Working in Abstraction

Today's reading for my main library class was a guideline for writing abstracts. You know, those short bits of writing that give you all the basic info you might need in considering an academic source, a summary but not? For someone who's always hated abstracts (they've always ranked ever-so-slightly higher than annotated bibliographies, for me), I actually really enjoyed contemplating what makes an abstract good. Thinking about the representation end of things is so different than thinking about writing for a professor's assignment. In college I never once thought about what the actual purpose of my writing an abstract for my work might be beyond satisfying paper requirements. But, it turns out, there's a lot of thought that needs to go into an abstract.

Take library search tools, for example. You want to do research on hamlets; the quaint little village type of hamlet, not the brooding, more-than-likely psychotic Danish Hamlet. Aside from searching an already specialized database of relevant information or sifting through page after page of "hamlet" hits, how do you know how to evaluate your possible source materials? Abstracts, it turns out.

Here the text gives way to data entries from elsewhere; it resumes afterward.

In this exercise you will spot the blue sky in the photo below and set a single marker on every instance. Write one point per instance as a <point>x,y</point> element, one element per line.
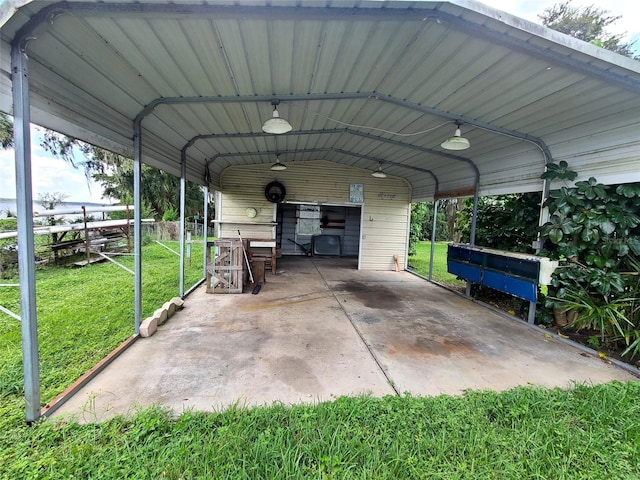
<point>54,175</point>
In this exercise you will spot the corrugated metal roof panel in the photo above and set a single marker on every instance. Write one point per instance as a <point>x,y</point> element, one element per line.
<point>99,66</point>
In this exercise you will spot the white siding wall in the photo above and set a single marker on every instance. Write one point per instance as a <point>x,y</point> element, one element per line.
<point>385,214</point>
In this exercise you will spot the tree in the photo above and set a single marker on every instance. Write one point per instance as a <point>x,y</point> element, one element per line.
<point>6,131</point>
<point>160,191</point>
<point>586,23</point>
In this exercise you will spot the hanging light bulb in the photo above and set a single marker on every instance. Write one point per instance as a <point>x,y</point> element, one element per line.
<point>277,167</point>
<point>379,173</point>
<point>276,124</point>
<point>457,142</point>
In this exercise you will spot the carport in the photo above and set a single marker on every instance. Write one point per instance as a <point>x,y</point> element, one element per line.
<point>320,329</point>
<point>186,87</point>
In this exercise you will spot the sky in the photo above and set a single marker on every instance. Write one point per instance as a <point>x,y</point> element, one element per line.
<point>54,175</point>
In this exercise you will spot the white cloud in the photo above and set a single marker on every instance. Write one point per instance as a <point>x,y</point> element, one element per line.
<point>628,10</point>
<point>48,175</point>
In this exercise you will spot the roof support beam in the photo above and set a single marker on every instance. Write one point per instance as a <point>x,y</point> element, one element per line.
<point>327,149</point>
<point>350,131</point>
<point>538,142</point>
<point>180,10</point>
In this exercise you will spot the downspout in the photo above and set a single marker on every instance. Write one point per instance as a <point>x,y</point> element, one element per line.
<point>26,250</point>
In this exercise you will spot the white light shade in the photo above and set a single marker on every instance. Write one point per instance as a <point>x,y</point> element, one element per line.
<point>278,166</point>
<point>276,124</point>
<point>457,142</point>
<point>379,173</point>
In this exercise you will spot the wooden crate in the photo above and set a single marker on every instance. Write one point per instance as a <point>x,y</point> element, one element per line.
<point>225,273</point>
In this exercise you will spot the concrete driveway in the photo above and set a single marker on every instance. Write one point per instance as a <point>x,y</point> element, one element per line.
<point>320,329</point>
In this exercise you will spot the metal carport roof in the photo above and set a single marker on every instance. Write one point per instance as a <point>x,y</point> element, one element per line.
<point>186,87</point>
<point>362,82</point>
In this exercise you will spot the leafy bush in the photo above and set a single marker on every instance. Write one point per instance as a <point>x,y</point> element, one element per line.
<point>594,231</point>
<point>170,215</point>
<point>505,222</point>
<point>7,224</point>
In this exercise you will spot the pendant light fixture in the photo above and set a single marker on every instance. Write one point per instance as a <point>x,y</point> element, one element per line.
<point>278,167</point>
<point>379,173</point>
<point>276,124</point>
<point>457,142</point>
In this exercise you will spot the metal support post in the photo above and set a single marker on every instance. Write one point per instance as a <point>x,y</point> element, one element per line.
<point>183,192</point>
<point>26,250</point>
<point>433,237</point>
<point>137,233</point>
<point>205,231</point>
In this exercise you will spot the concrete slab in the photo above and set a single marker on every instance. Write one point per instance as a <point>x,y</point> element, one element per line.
<point>320,329</point>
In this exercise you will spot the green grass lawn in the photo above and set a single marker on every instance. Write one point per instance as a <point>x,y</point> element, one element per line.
<point>420,263</point>
<point>84,313</point>
<point>525,433</point>
<point>585,432</point>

You see, having an abstract that tells you all of the most important information about a particular source is like suddenly being able to speed read; an abstract could theoretically allow you to be fully prepared for class discussion on a particular article without reading the actual article itself. Having an abstract is being able to tell within one page whether you should give a hoot about a piece of writing or not. It's like reading the back of the book to decide if you want to read the whole thing, only better. With abstracts the information is always accurate. Or, at least, should be, as I've discovered in today's adventure in abstraction.

No longer shall I inwardly grimace when asked to write an abstract. When you stop to think about it, writing one is the ultimate logic challenge.